Individual Point Imputation

To impute individual points rather than ranges of consecutive points (blocks), we can simply pass their respective time points into the imputation function as a vector:

julia> impute_sites = [10]; # only impute t = 10
julia> impute_sites = [10, 25, 50]; # impute multiple individual points

Plotting Trajectories

To plot individual trajectories from the conditional distribution, use method=:ITS. Here, we'll plot 10 randomly selected trajectories for the missing points by setting the num_trajectories keyword:

class = 0
impute_sites = collect(10:90)
instance_idx = 59
method = :ITS

imputed_ts, pred_err, target_ts, stats, plots = MPS_impute(
    imp,
    class,
    instance_idx,
    impute_sites,
    method;
    NN_baseline=false, # whether to also do a baseline imputation using 1-NN
    plot_fits=true, # whether to plot the fits
    num_trajectories=10, # number of trajectories to plot
    rejection_threshold=2.5 # limits how unlikely we allow the random trajectories to be.
    # there are more options! see [`MPS_impute`](@ref)
);

stats
10-element Vector{Any}:
 Dict(:MAE => 0.3379187129486158, :MAPE => 0.5417349387056579)
 Dict(:MAE => 0.28142164786903906, :MAPE => 0.5284433919968549)
 Dict(:MAE => 0.32508625997795637, :MAPE => 0.6677156834479838)
 Dict(:MAE => 0.2590505415150819, :MAPE => 0.5175741141323031)
 Dict(:MAE => 0.38308884647433666, :MAPE => 0.3649478432250414)
 Dict(:MAE => 0.2520764281706289, :MAPE => 0.5122443865478925)
 Dict(:MAE => 0.29016616725543537, :MAPE => 0.4919483590734182)
 Dict(:MAE => 0.26135393274535457, :MAPE => 0.48943630062743604)
 Dict(:MAE => 0.29409516181993045, :MAPE => 0.5403912798238135)
 Dict(:MAE => 0.2789132922226536, :MAPE => 0.4387091550037073)
plots[1]

Plotting cumulative distribution functions

It can be interesting to inspect the probability distribution being sampled from at each missing time point. To enable this, we provide the get_cdfs function, which works very similarly to MPS_impute, only it returns the CDF at each missing time point in the encoding domain. Currently only supports method=:median.

using Plots
cdfs, ts, pred_err, target = get_cdfs(
    imp,
    class,
    instance_idx,
    impute_sites,
    # method; # Only supports method=:median
)
xvals = imp.x_guess_range.xvals[1:10:end]
plot(xvals, cdfs[1][1:10:end]; legend=:none)
p = last([plot!(xvals, cdfs[i][1:10:end]) for i in eachindex(cdfs)])
ylabel!("cdf(x)")
xlabel!("x_t")
title!("CDF at each time point.")

Docstrings

MPSTime.init_imputation_problemMethod
init_imputation_problem(W::TrainedMPS, X_test::AbstractMatrix, y_test::AbstractArray=zeros(Int, size(X_test,1)), [custom_encoding::MPSTime.Encoding]; <keyword arguments>) -> imp::ImputationProblem
init_imputation_problem(W::TrainedMPS, X_test::AbstractMatrix, [custom_encoding::MPSTime.Encoding]); <keyword arguments>) -> imp::ImputationProblem

Initialise an imputation problem using a trained MPS and relevent test data.
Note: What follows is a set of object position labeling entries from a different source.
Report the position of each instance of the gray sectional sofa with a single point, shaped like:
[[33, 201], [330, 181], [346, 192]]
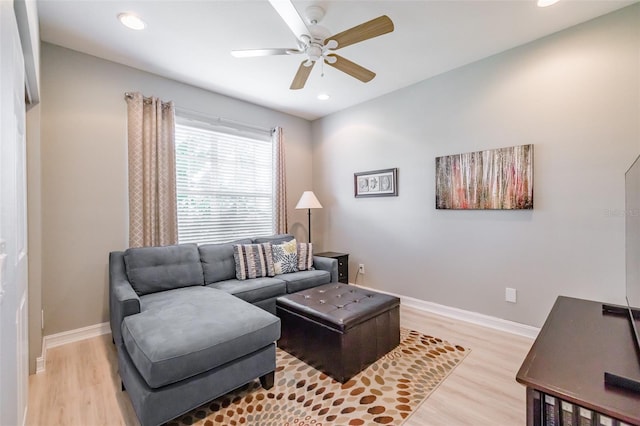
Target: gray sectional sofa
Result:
[[187, 331]]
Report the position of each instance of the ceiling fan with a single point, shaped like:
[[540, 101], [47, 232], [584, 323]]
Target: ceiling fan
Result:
[[317, 43]]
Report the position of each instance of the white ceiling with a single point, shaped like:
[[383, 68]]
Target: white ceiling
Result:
[[190, 41]]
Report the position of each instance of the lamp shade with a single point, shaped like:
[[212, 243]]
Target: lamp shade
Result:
[[308, 201]]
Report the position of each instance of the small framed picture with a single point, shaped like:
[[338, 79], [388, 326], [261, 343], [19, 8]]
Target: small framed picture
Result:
[[376, 183]]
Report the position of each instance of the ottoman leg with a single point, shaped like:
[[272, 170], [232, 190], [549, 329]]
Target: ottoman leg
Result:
[[267, 380]]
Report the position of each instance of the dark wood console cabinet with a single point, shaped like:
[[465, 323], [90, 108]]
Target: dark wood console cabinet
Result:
[[564, 370], [343, 264]]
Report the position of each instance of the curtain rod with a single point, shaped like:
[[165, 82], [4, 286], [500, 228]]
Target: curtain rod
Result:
[[189, 113], [146, 99], [210, 118]]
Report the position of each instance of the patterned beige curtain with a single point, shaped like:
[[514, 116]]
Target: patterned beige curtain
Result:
[[152, 172], [280, 182]]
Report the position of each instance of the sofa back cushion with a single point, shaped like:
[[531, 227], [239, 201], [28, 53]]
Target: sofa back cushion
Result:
[[274, 239], [153, 269], [218, 263]]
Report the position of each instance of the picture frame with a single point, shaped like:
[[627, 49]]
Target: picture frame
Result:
[[376, 183]]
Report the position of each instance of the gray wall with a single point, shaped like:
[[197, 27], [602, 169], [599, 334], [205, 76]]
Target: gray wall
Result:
[[34, 227], [84, 172], [575, 95]]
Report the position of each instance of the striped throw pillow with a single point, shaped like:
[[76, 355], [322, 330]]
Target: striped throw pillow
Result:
[[305, 256], [253, 260], [285, 257]]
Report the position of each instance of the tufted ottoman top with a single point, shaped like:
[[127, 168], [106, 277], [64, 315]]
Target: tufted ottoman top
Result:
[[339, 306]]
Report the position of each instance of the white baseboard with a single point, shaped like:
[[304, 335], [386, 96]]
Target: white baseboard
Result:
[[71, 336], [462, 315]]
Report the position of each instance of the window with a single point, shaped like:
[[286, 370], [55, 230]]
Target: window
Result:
[[224, 182]]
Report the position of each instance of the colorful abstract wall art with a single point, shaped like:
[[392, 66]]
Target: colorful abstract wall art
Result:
[[493, 179]]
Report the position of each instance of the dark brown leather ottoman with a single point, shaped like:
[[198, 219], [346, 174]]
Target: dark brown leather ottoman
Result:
[[337, 328]]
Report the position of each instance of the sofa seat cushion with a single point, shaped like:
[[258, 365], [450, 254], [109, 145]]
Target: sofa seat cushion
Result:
[[202, 329], [253, 290], [153, 269], [302, 280]]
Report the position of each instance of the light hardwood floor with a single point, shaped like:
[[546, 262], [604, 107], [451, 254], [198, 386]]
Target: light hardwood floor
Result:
[[81, 386]]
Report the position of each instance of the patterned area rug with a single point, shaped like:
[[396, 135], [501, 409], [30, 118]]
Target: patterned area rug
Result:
[[387, 392]]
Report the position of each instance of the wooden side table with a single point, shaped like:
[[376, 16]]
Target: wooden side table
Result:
[[343, 264], [564, 370]]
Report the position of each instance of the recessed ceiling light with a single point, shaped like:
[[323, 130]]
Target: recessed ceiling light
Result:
[[130, 20], [545, 3]]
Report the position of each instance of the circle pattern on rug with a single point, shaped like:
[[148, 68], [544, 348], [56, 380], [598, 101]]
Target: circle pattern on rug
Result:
[[385, 393]]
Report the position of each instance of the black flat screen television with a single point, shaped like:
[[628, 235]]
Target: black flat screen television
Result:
[[632, 266]]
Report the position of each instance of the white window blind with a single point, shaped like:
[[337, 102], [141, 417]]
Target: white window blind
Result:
[[224, 182]]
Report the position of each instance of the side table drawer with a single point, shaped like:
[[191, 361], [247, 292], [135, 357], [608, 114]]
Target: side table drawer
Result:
[[343, 264], [343, 269]]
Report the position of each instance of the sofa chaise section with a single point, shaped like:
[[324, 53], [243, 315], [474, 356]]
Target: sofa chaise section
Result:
[[187, 331]]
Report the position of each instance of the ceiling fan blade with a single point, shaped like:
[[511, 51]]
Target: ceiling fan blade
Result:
[[250, 53], [301, 76], [351, 68], [374, 28], [290, 16]]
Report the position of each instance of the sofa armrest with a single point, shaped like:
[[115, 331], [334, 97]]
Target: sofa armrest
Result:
[[327, 264], [123, 300]]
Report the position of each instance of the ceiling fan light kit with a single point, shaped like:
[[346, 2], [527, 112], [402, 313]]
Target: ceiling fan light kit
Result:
[[317, 44]]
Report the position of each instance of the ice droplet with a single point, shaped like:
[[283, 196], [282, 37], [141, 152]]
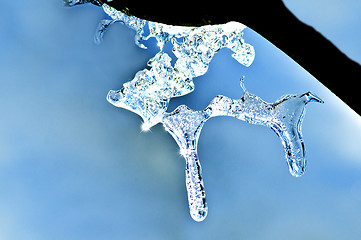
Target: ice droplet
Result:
[[150, 91], [284, 117]]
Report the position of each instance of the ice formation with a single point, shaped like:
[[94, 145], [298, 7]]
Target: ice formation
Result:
[[148, 94]]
This involves a lot of pre-computation, which can be quite time intensive for data-driven bases. For unclassed/unsupervised data y_test may be omitted. If the MPS was trained with a custom encoding, then this encoding must be passed to init_imputation_problem.

Keyword Arguments

  • guess_range::Union{Nothing, Tuple{<:Real,<:Real}}=nothing: The range of values that guesses are allowed to take. This range is applied to normalised, encoding-adjusted time-series data. To allow any guess, leave as nothing, or set to encoding.range (e.g. [(-1., 1.) for the legendre encoding]).
  • dx::Float64 = 1e-4: The spacing between possible guesses in normalised, encoding-adjusted units. When imputing missing data with an MPS method, the imputed values will be selected from range(guess_range...; step=dx)
  • verbosity::Integer=1: The verbosity of the initialisation process. Useful for debugging, set to -1 to completely suppress output.
  • test_encoding::Bool=true: Whether to double check the encoding and scaling options are correct. This is strongly recommended but has a slight performance cost, so may be disabled.
  • static_xvecs::Bool=true: Whether to store encoded xvalues as StaticVectors. Usually improved performance
source
MPSTime.MPS_imputeFunction
MPS_impute(
    imp::ImputationProblem, 
    [class::Any,] 
    instance::Integer, 
    missing_sites::AbstractVector{<:Integer}, 
    [method::Symbol=:median]; 
    <keyword arguments>
) -> (imputed_instances::Vector, errors::Vector, targets::Vector, stats::Dict, plots::Vector{Plots.Plot})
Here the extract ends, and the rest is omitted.